Axel stared at me for a while, and then his expensively-dressed self came and knelt in front of me… postured like it was a proposal.

My breath became shaky. His pretty eyes sparkled at me, and he leaned forward to push a soft kiss on my lips that nearly took my ability to process air entirely. It was an evil tease, a threat of what he saw happening in the future, perhaps. And because I was pathetic, already lost, the threat of a proposal from him felt rather like an offer of the entire world from any other man in existence.

We did not speak of what had just happened except through our eyes. He laid his head across my knees like he was a pet. “I live in service of your dream.”

I was still struggling to keep my thoughts organised. “I thought we just got through agreeing you can’t treat me like a princess.”

“And I thought you knew better by now than to predict my behaviour.”
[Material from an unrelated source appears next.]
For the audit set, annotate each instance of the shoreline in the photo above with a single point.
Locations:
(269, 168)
His head came up and his hands came up to push me back along the sofa so he could climb astride me. I knew exactly where this was going, and it didn’t feel like so much of a game this time, like something I was trading out of curiosity or strategy. I was ready to put it forward as an opportunity for us to come together.

His hands were still moving, seizing every bit of leverage I would give him, this bastard baby businessman.

Well, maybe I should see this as a series of opportunities too. I put my arms up and laced my fingers behind his neck. That new fragrance he was wearing that so beautifully complemented his regular man smell was doing things to me that made it hard to think of anything else.

“You know what, Mr. Bennett, I think you may be responsible for taking my self-respect and possibly my heart for the purposes of pawning, and I intend to conduct a citizen’s arrest to claim them back, if I can find them.” I struggled with the first button on his shirt, which was stiffer than I was going to need him to be for this business. Apparently money couldn’t buy you things like comfort.